Suddenly someone was banging on the living-room window with the flat of his hand. ‘Polly, is that you?’ It was Ian. He must have caught sight of her in his headlights and stopped his car.

‘Yes, I’m here.’ She was surprised at how strongly the words came out: now she sounded defiant rather than scared. Hillier moved away from the door as Ian Longstaff came in. The three of them stood very close together in the tiny room. There was the smell of damp, but something else. Alcohol. Polly thought Ian must have taken off to a bar somewhere and had been sitting nursing pints and brooding. She wondered if Lowrie had been with him and, if so, how the man could have been so stupid as to let him drive back.

‘Who are you?’ Ian glared at the older man. Polly thought he looked like a gorilla picking a fight with another male for supremacy of the troop. Eleanor had always called him, with amused affection, her alpha male.

Hillier barked back his name. ‘I own Springfield House hotel.
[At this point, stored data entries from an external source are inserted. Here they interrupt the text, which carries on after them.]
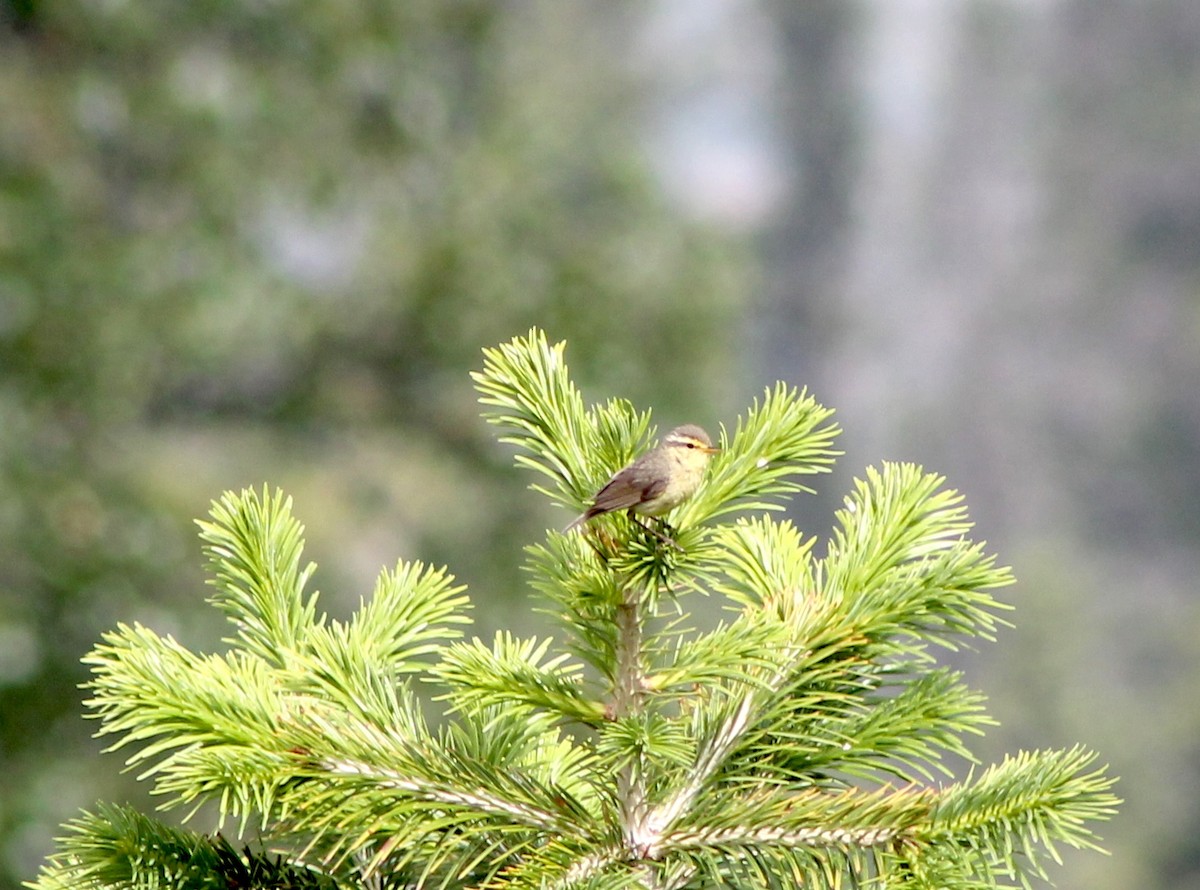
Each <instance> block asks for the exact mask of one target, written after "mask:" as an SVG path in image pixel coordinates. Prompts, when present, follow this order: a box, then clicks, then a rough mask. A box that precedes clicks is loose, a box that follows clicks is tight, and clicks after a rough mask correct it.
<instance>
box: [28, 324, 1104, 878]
mask: <svg viewBox="0 0 1200 890" xmlns="http://www.w3.org/2000/svg"><path fill="white" fill-rule="evenodd" d="M474 379H475V385H476V387H478V390H479V392H480V393H481V402H482V404H484V407H485V416H486V417H487V420H488V421H490V422H492V423H494V425H497V426H498V427H499V428H500V429H502V431H503V439H504V440H505V441H508V443H510V444H512V445H515V446H516V449H517V456H516V461H517V463H518V464H520V465H522V467H524V468H527V469H530V470H533V471H535V474H538V476H536V481H535V482H534V485H533V488H535V489H536V491H538V492H540V493H541V494H542V495H545V497H547V498H550V499H551V500H553V501H556V503H558V504H560V505H563V506H564V507H568V509H569V510H570V511H571V513H572V515H574V512H577V511H580V510H581V509H582V507H584V506H586V505H587V503H588V498H589V497H590V494H593V493H594V492H595V489H596V488H598V487H599V486H600V483H602V482H604V481H605V479H607V476H608V475H610V474H611V473H612V471H613V470H616V469H618V468H619V467H622V465H624V464H625V463H626V462H629V461H630V459H631V458H632V457H634V456H636V455H637V453H638V452H640V451H641V450H642V449H643V447H646V445H647V444H648V443H649V441H650V440H652V439H653V435H654V429H653V427H652V419H650V415H649V413H648V411H640V410H636V409H635V408H634V407H632V405H631V404H629V403H628V402H625V401H620V399H613V401H610V402H607V403H605V404H601V405H595V407H593V408H590V409H589V408H587V407H586V405H584V403H583V399H582V397H581V395H580V392H578V390H577V389H575V386H574V385H572V384H571V381H570V378H569V375H568V369H566V365H565V362H564V347H563V344H558V345H551V344H548V343H547V341H546V338H545V337H544V335H541V333H540V332H538V331H532V332H530V333H529V336H527V337H521V338H516V339H514V341H512V342H510V343H506V344H503V345H500V347H498V348H496V349H488V350H485V365H484V369H482V371H481V372H479V373H476V374H475V375H474ZM836 433H838V428H836V426H835V425H834V423H833V422H832V411H830V410H829V409H827V408H823V407H822V405H820V404H818V403H817V402H816V401H815V399H814V398H812V397H811V396H809V395H808V393H805V392H800V391H797V390H794V389H791V387H788V386H786V385H782V384H779V385H776V386H775V387H773V389H769V390H767V391H766V392H764V393H763V396H762V398H761V399H758V401H756V402H755V403H754V404H752V405H751V407H750V408H749V409H748V410H746V413H745V414H744V415H743V416H742V417H739V419H738V421H737V422H736V425H734V426H733V427H732V429H722V433H721V435H720V445H721V451H720V452H719V455H718V456H716V457H715V458H714V459H713V462H712V464H710V467H709V470H708V476H707V480H706V483H704V485H703V486H702V488H701V489H700V492H698V493H697V494H696V495H695V497H694V498H692V499H691V500H690V501H688V503H686V504H684V505H682V506H680V507H678V509H677V510H676V511H674V512H673V513H671V515H670V516H668V517H667V519H668V521H670V523H671V528H672V536H673V540H674V541H676V542H677V543H678V548H676V547H671V546H666V545H665V543H664V542H662V541H661V540H660V539H659V537H656V536H654V535H650V534H647V531H646V530H643V529H642V528H641V527H640V525H637V524H636V523H632V522H630V519H629V518H628V517H625V516H623V515H619V513H614V515H608V516H602V517H598V518H596V519H594V521H592V522H590V523H588V524H587V525H586V527H583V529H582V530H576V531H572V533H570V534H560V533H558V531H550V533H547V535H546V539H545V540H544V541H541V542H539V543H535V545H533V546H530V547H529V548H528V552H527V567H528V570H529V575H530V578H532V582H533V587H534V588H535V589H536V591H538V593H539V594H540V595H541V596H542V597H544V600H542V606H541V607H542V608H545V609H546V611H547V612H548V614H550V615H552V617H553V619H554V621H556V623H557V625H558V627H559V629H560V632H559V633H557V635H556V636H554V637H553V638H548V637H547V638H517V637H515V636H512V635H511V633H505V632H502V633H498V635H497V636H496V638H494V639H492V641H491V642H485V641H480V639H478V638H473V639H466V638H464V637H463V627H464V625H466V624H467V623H468V620H469V619H468V600H467V596H466V595H464V591H463V589H462V588H461V587H458V585H457V584H455V582H454V579H452V578H451V576H450V575H448V572H446V571H444V570H442V569H434V567H430V566H426V565H422V564H420V563H403V561H402V563H400V564H398V565H397V566H396V567H395V569H394V570H390V571H384V572H383V573H382V575H380V577H379V581H378V583H377V585H376V588H374V591H373V594H372V596H371V597H370V599H366V600H365V601H364V602H362V605H361V608H360V609H359V611H358V612H356V614H354V615H353V618H350V619H349V620H347V621H338V620H330V619H328V618H326V617H324V615H323V614H322V613H320V612H319V611H318V608H317V595H316V594H314V593H307V584H308V581H310V579H311V576H312V572H313V566H312V565H311V564H306V563H304V560H302V546H304V540H302V527H301V525H300V523H299V522H298V521H296V519H295V518H294V517H293V513H292V501H290V499H288V498H286V497H284V495H283V494H282V493H278V492H276V493H271V492H270V491H269V489H268V488H264V489H263V491H262V492H257V491H242V492H240V493H227V494H224V495H223V497H222V498H221V499H220V501H217V503H216V504H215V505H214V507H212V511H211V516H210V518H209V519H206V521H203V522H200V536H202V539H203V543H204V549H205V553H206V557H208V560H209V565H210V569H211V572H212V584H214V588H215V591H214V594H212V596H211V602H212V605H214V606H216V607H217V608H218V609H221V611H222V612H223V613H224V614H226V615H227V617H228V619H229V621H230V625H232V627H233V633H232V636H230V637H229V639H228V644H229V648H228V651H226V653H223V654H211V655H202V654H197V653H193V651H191V650H188V649H187V648H186V647H184V645H182V644H180V643H179V642H176V641H175V639H173V638H172V637H169V636H163V635H161V633H157V632H155V631H152V630H150V629H149V627H145V626H142V625H132V626H128V625H120V626H118V629H116V630H114V631H112V632H110V633H108V635H107V636H106V637H104V639H103V642H102V643H101V644H100V645H98V647H97V648H96V649H95V651H92V653H91V654H90V655H89V656H88V659H86V662H88V663H89V665H90V667H91V670H92V679H91V681H90V684H89V687H90V699H89V700H88V706H89V708H90V709H91V715H92V716H95V717H96V718H97V720H98V721H100V734H101V735H104V736H109V738H112V739H113V740H114V742H113V746H112V747H113V748H115V750H120V751H124V752H126V757H127V764H128V766H130V768H131V769H137V770H140V771H142V772H140V775H142V777H143V778H145V780H149V781H152V783H154V789H155V792H156V793H157V794H158V795H161V798H162V799H163V804H164V806H167V807H176V808H182V810H184V811H185V812H187V813H194V812H196V811H197V808H199V807H200V806H203V805H205V804H215V805H216V811H217V813H218V817H220V822H221V826H222V829H221V831H218V832H216V834H204V832H202V831H198V830H194V829H188V828H178V826H175V825H173V824H170V823H168V822H164V820H161V819H158V818H155V817H151V816H148V814H143V813H140V812H137V811H136V810H132V808H130V807H124V806H114V805H103V806H98V807H96V810H95V811H94V812H89V813H84V814H82V816H80V817H79V818H78V819H76V820H74V822H72V823H70V824H68V825H67V828H66V834H65V836H64V837H62V838H61V841H60V847H59V850H58V852H56V854H55V855H54V856H52V859H50V860H49V861H48V862H47V865H46V866H44V868H43V871H42V874H41V876H40V878H38V879H37V880H36V883H34V884H31V886H34V888H37V890H59V889H66V888H71V889H72V890H79V889H80V888H84V889H86V888H134V886H136V888H143V886H144V888H150V886H172V888H197V889H199V888H214V889H215V888H252V886H264V888H265V886H276V888H380V889H383V888H418V886H421V888H434V886H436V888H530V889H533V888H562V889H564V890H566V889H568V888H589V889H590V888H595V889H598V890H599V889H601V888H611V889H613V890H616V889H617V888H653V889H655V890H671V889H678V890H682V889H683V888H702V886H737V888H760V886H761V888H774V886H806V888H846V886H877V888H900V886H904V888H930V889H934V888H936V889H938V890H942V889H948V888H991V886H998V885H1001V884H1006V883H1009V882H1019V883H1027V882H1028V880H1030V879H1031V878H1033V877H1038V876H1044V871H1043V870H1044V866H1045V865H1046V864H1048V862H1049V861H1055V860H1057V859H1058V853H1057V848H1058V847H1060V846H1068V847H1079V848H1097V838H1096V837H1094V835H1093V834H1092V823H1094V822H1097V820H1102V819H1105V818H1108V817H1109V816H1110V814H1111V813H1112V812H1114V810H1115V806H1116V804H1117V802H1118V801H1117V799H1116V798H1115V796H1114V795H1112V793H1111V786H1112V783H1114V780H1112V778H1111V777H1109V776H1108V775H1106V774H1105V771H1104V769H1103V768H1100V766H1098V765H1097V763H1096V757H1094V754H1093V753H1091V752H1090V751H1087V750H1085V748H1082V747H1072V748H1068V750H1051V751H1025V752H1020V753H1016V754H1013V756H1010V757H1008V758H1006V759H1004V760H1003V762H1002V763H998V764H994V765H990V766H979V768H977V769H972V770H971V771H970V775H967V776H965V777H960V778H955V777H954V776H953V775H950V769H949V766H948V760H958V759H960V758H966V759H967V760H971V759H972V758H971V752H970V750H968V747H967V745H966V740H967V738H970V736H972V735H977V734H979V733H980V732H982V730H983V728H984V727H986V726H988V724H989V723H990V722H991V721H990V718H989V717H988V715H986V714H985V711H984V704H983V697H982V696H980V694H979V693H978V692H974V691H972V690H971V688H968V687H967V686H966V685H965V682H964V679H962V676H961V675H960V674H959V673H958V672H955V670H952V669H948V668H946V667H940V666H938V663H937V660H936V653H937V650H938V649H954V648H955V647H959V645H962V644H965V643H971V642H972V641H979V639H983V641H990V639H992V637H994V635H995V631H996V630H997V627H998V626H1000V625H1002V624H1003V620H1002V618H1001V613H1002V612H1003V609H1004V608H1006V607H1004V606H1003V605H1002V603H1001V602H998V601H997V600H995V599H994V597H992V591H995V590H996V589H997V588H1001V587H1003V585H1006V584H1008V583H1009V582H1010V581H1012V577H1010V575H1009V571H1008V570H1007V569H1004V567H1001V566H998V565H997V563H996V560H995V558H994V557H991V555H989V554H988V553H986V552H985V549H984V547H983V545H980V543H977V542H973V541H972V540H970V539H968V537H967V533H968V530H970V523H968V522H967V517H966V511H965V509H964V505H962V501H961V498H960V495H959V494H956V493H955V492H954V491H950V489H947V488H946V487H944V486H943V480H942V479H941V477H938V476H936V475H932V474H929V473H925V471H923V470H922V469H920V468H918V467H914V465H910V464H883V465H881V467H878V468H874V469H869V470H866V473H865V474H864V475H863V477H862V479H860V480H859V481H857V482H856V483H854V486H853V491H852V492H851V493H850V494H848V497H847V498H846V500H845V507H844V509H842V510H841V511H840V512H839V513H838V516H836V527H835V529H834V530H833V534H832V536H830V537H829V540H828V542H827V545H826V546H824V547H823V549H824V553H823V555H820V557H818V555H817V553H816V547H815V540H814V539H811V537H805V536H804V535H802V533H800V531H799V530H798V529H797V528H796V527H794V525H793V524H792V523H791V522H787V521H778V519H776V518H774V517H773V516H772V512H773V511H776V510H779V509H780V506H781V505H782V504H784V503H785V501H786V499H787V498H788V497H790V495H792V494H796V493H798V492H802V491H804V482H803V481H804V479H805V477H806V476H809V475H811V474H817V473H822V471H826V470H827V469H828V468H829V465H830V462H832V461H833V458H834V453H835V452H834V451H832V445H833V441H834V438H835V435H836ZM564 516H565V513H564ZM701 594H706V595H708V596H709V597H716V599H718V600H719V601H720V602H722V603H724V605H725V607H726V613H725V618H724V620H721V621H720V623H719V624H716V626H713V627H707V629H698V627H695V626H692V624H691V621H690V619H689V602H690V601H692V599H694V597H696V596H697V595H701ZM425 692H433V693H434V697H436V702H437V703H439V704H440V705H442V709H443V710H442V714H440V715H439V720H437V721H433V720H430V718H428V717H427V714H426V710H425V709H424V708H422V704H421V700H420V699H421V694H422V693H425ZM949 756H954V757H949ZM185 824H186V823H185ZM230 836H235V837H238V838H239V840H238V842H236V843H235V842H233V841H230V840H229V837H230Z"/></svg>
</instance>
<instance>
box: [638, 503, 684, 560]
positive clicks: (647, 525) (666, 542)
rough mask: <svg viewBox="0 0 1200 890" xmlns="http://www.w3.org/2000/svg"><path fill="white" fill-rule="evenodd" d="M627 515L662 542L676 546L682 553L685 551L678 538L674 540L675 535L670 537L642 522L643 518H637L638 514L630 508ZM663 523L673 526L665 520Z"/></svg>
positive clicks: (668, 526) (650, 533)
mask: <svg viewBox="0 0 1200 890" xmlns="http://www.w3.org/2000/svg"><path fill="white" fill-rule="evenodd" d="M625 516H628V517H629V518H630V519H631V521H632V522H634V524H635V525H641V527H642V530H644V531H649V533H650V534H652V535H654V536H655V537H656V539H659V540H660V541H661V542H662V543H665V545H667V546H668V547H674V548H676V549H677V551H679V552H680V553H683V552H684V551H683V547H680V546H679V545H678V543H677V542H676V540H674V539H673V537H670V536H667V535H664V534H662V533H661V531H659V530H658V529H654V528H650V527H649V525H647V524H646V523H644V522H642V521H641V519H638V518H637V516H636V515H635V513H634V511H632V510H630V511H629V512H626V513H625ZM660 522H661V521H660ZM662 525H665V527H666V528H671V527H670V525H667V524H666V523H665V522H664V523H662Z"/></svg>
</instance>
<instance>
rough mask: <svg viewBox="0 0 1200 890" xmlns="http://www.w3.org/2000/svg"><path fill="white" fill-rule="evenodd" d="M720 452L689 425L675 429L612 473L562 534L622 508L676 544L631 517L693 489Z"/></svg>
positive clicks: (664, 511)
mask: <svg viewBox="0 0 1200 890" xmlns="http://www.w3.org/2000/svg"><path fill="white" fill-rule="evenodd" d="M718 451H720V449H718V447H714V446H713V440H712V439H709V438H708V433H706V432H704V431H703V429H702V428H700V427H698V426H696V425H695V423H685V425H684V426H682V427H676V428H674V429H672V431H671V432H670V433H667V434H666V437H664V439H662V441H661V443H659V444H658V445H656V446H655V447H653V449H650V450H649V451H647V452H646V453H644V455H642V456H641V457H640V458H637V459H636V461H634V462H632V463H631V464H629V465H628V467H625V468H624V469H620V470H618V471H617V473H616V474H613V476H612V479H610V480H608V481H607V482H606V483H605V485H604V487H602V488H601V489H600V491H599V492H596V495H595V497H594V498H593V499H592V506H589V507H588V509H587V510H586V511H584V512H583V513H581V515H580V516H577V517H576V518H575V519H574V521H572V522H571V524H570V525H568V527H566V528H565V529H563V534H566V533H568V531H570V530H571V529H574V528H576V527H578V525H582V524H583V523H586V522H588V521H589V519H592V518H594V517H596V516H601V515H602V513H611V512H613V511H617V510H625V511H626V513H628V516H629V518H630V519H631V521H632V522H635V523H637V524H638V525H641V527H642V528H643V529H644V530H646V531H649V533H650V534H652V535H654V536H655V537H658V539H659V540H660V541H662V542H664V543H668V545H671V546H672V547H676V548H678V547H679V545H677V543H676V542H674V541H673V540H672V539H670V537H667V536H666V535H664V534H661V533H660V531H658V530H655V529H653V528H650V527H649V525H646V524H644V523H642V522H640V521H638V519H637V515H641V516H652V517H661V516H662V515H664V513H666V512H668V511H670V510H672V509H674V507H677V506H679V505H680V504H683V503H684V501H685V500H688V498H690V497H691V495H692V494H695V493H696V489H697V488H698V487H700V483H701V481H702V480H703V477H704V470H706V469H707V467H708V461H709V458H710V457H712V456H713V455H714V453H716V452H718Z"/></svg>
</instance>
Your friend here was trespassing.’

‘So you own this place too, do you?’ Polly could tell that Ian longed for a fight and realized he’d wanted to hit someone ever since he’d been told that Eleanor was dead.

‘I know the owner.’

‘And that gives you the right to throw your weight about, does it? To intimidate women?’ Ian was bristling with aggression, so now she was almost more frightened of him than of Hillier.

‘I’m not intimidated,’ she said. ‘It was a misunderstanding. Let’s go.’ She squeezed past the older man and out of the front door, pulling Ian after her by the sleeve of his jacket. He resisted for a moment, then the fight seemed to leave him altogether and he followed her.

Hillier stood in the doorway watching them. He was still smiling and called after them. ‘Do you know who lived in this place?’

Curiosity got the better of her. Ian was walking back to his car, but she paused for a moment. ‘Who?’

‘Sarah Malcolmson,’ Hillier said. ‘The girl who was blamed for Peerie Lizzie’s death. This was her family’s house.’

Chapter Twenty-Five

Time stretched and had become unimportant. The long-case clock in the corner had just struck eleven, but it was light and the team was still working, sitting in the yellow morning room in Springfield House. Occasionally they heard the drinkers in the public bar coming out to the courtyard to make their way home. Willow was uneasy. Just being here made them compromised – they were enjoying the hospitality of potential suspects after all. The remains left on the sideboard were of the supper provided by Charles and David. And earlier Perez had wandered off on his own to talk to George Malcolmson and that was unforgivable. Any information that the man provided would be uncorroborated, but it wasn’t the breach in protocol that made her so angry, it was the attitude of Jimmy Perez. His driving away on his own had felt like a personal affront. Why hadn’t he discussed his ideas with her first?